Il romanzo è scritto in prima persona, Lavinia parla rivolgendosi a noi lettori, mi incuriosisce sapere come avete fatto a scriverlo a 4 mani

È stato da un lato semplice, dall’altro molto complesso. Semplice perchè siamo abituati a scrivere insieme per le canzoni, complesso perchè a volte ci sono delle divergenze tra di noi. Abbiamo lavorato su un grande documento condiviso online, che via via aggiornavamo. Si è creato un mix di intenzioni, di testi, cose che avevamo scritto anche molti anni fa e via via abbiamo trovato la trama. Abbiamo discusso tanto. Io ho sempre scritto al femminile fin quando ero adolescente, ma è chiaro che ci sono delle parti fortemente intrise di femminilità, di corpo scritte da Veronica a cui io ho assistito.

Nelle vostre canzoni affrontate spesso di tematiche femministe. Ora faccio una domanda a te: come mai per alcuni uomini è così difficile accettare la loro fragilità, quel lato che si vorrebbe definire “femminile” sbagliando perchè uomini e donne sono molto più simili di quanto la società voglia farci credere. Perchè è difficile rinunciare a modelli maschili così stereotipati come il cowboy, l’eroe o il principe che salva la fanciulla in difficoltà? Non sarebbe più semplice per tutti uomini e donne accettarsi per come si è?

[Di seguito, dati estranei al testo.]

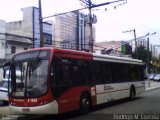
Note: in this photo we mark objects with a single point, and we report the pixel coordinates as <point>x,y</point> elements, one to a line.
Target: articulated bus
<point>55,81</point>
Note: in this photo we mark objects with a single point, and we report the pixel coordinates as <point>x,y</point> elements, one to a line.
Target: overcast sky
<point>141,15</point>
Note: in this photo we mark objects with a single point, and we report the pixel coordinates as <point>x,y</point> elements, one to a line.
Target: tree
<point>142,53</point>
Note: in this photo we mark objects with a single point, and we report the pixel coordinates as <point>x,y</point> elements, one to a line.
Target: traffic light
<point>126,49</point>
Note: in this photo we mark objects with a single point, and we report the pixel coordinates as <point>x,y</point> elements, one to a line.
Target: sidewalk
<point>153,85</point>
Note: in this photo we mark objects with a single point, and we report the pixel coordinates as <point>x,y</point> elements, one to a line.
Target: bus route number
<point>32,100</point>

C’è una narrazione che fa sì che l’uomo abbia difficoltà ad abbandonarsi alla fragilità, a piangere, a concedersi fallimenti e sconfitte. È una narrazione che perseguita il maschio da millenni ed è assolutamente speculare a quella che perseguita la donna. Effettivamente tu hai parlato di cowboy, eroi tutto quell’insieme di stereotipi che poi assorbiamo nel corso della nostra crescita e che ci influenzano. La nostra estetica, la nostra etica, il racconto che facciamo a noi stessi di noi stessi è influenzato in negativo o in positivo da questa roba qui. Possiamo decidere di voler essere il cowboy che salva la donzella o negare quel tipo di rappresentazione però oggi è come se mancassero i riferimenti a quell’altra possibilità. Sono modelli che esistono nell’underground, però mancano nel linguaggio popolare, nel mainstream, nella pubblicità.

Capisco quello che dici, forse d’ora in poi potremmo provare a raccontare storie nuove, con personaggi diversi.

È esattamente quello che proviamo a fare noi.